Second is that in order for Löb's theorem to have any useful meaning in this context, the agent must be consistent and able to prove its own consistency, which it cannot do by Gödel's second incompleteness theorem. 

I don't know where you're getting this from. It would be helpful if you mentioned where. I definitely don't say anywhere that Rob must prove his own consistency, and neither of the two types of proofs I sketch out assume this either. you might be focusing on a bit that I wrote: "So assuming the consistency of his logical system..." I'll edit this explanation for clarity. I don't intend that Rob be able to prove the consistency, but that if he proved crossing would make it blow up, that would imply crossing would make it blow up. 

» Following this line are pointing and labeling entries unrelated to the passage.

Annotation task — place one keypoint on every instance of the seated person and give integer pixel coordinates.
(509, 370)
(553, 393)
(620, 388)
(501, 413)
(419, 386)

As presented, it is given a statement P (which could be anything), and asked to verify that "Prov(P) -> P" for use in Löb's theorem.While the post claims that this is obvious, it is absolutely not.

I don't know where you're getting this from either. In the "This is not trivial..." paragraph I explicitly talk about the difference between statements, proofs, and provability predicates. I think you have some confusion about what I'm saying either due to skimming or to how I have the word "hypothetically" do a lot of work in my explanation of this (arguably too much). But I definitely do not claim that "Prov(P) -> P".